Nothing is more remarkable in recent industrial developments in Europe and America than the reintroduction of methods and systems which, half a century ago, were ridiculed as effete and obsolete. The Indian Trade Journal recently stated the fact that the Japanese Government, in preparing to compete with European nations for commercial supremacy, “is showing a distinct reversion to former ways and methods.” It especially drew attention to the steps which are being taken in Japan to reorganise the old Trade Guilds. The Journal summed up its comments in the following words:—“In re-adapting ancient methods Japan places herself somewhat in advance of other nations, the present national tendency being to stimulate and encourage trade by every possible means. Germany is perhaps the most advanced exponent of co-operative export trading, supported by the encouragement and aid of the State, and Japan does but go one step further in the same path. The lessons to be drawn from these considerations is that as the various Guilds grow in power and influence they will be able to dictate to European or American traders, unless the latter also enter into combination. This conclusion not only applies to trade in Japan, but also to trade in China, Manchuria and Korea.”

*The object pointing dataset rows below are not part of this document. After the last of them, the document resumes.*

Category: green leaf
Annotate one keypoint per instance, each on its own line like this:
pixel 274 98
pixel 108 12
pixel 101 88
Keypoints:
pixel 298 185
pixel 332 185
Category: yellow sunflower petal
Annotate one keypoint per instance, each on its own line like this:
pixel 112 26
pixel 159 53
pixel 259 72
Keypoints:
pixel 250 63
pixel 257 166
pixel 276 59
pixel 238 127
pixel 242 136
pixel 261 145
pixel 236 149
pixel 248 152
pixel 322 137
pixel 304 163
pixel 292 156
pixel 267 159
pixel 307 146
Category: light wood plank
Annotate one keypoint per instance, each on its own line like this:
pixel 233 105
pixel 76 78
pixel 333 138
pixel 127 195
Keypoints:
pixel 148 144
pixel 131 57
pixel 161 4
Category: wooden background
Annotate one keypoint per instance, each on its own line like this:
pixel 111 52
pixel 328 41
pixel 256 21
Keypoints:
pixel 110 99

In India, up to the present time, it has been usual to regard the caste system, which is the Indian counterpart of the Trade Guilds of Japan and Europe, as an impediment to economic progress, instead of the strongest basis for re-construction. As India in relation to art and industry always lags fifty years behind the least progressive thought of Europe, it is to be feared that bull-in-the-china-shop methods will continue to play havoc with Indian industrial institution for an indefinite period. Fifty years hence, perhaps, India will begin to discover that by following in the wake of European progress, instead of showing the way, she has thrown away a great deal of her most valuable possessions and reaped a crop of difficulties even more formidable than those she has to deal with now.—East and West, August 1907.
- 1. A lecture delivered before the Indian Industrial Association, July 1901.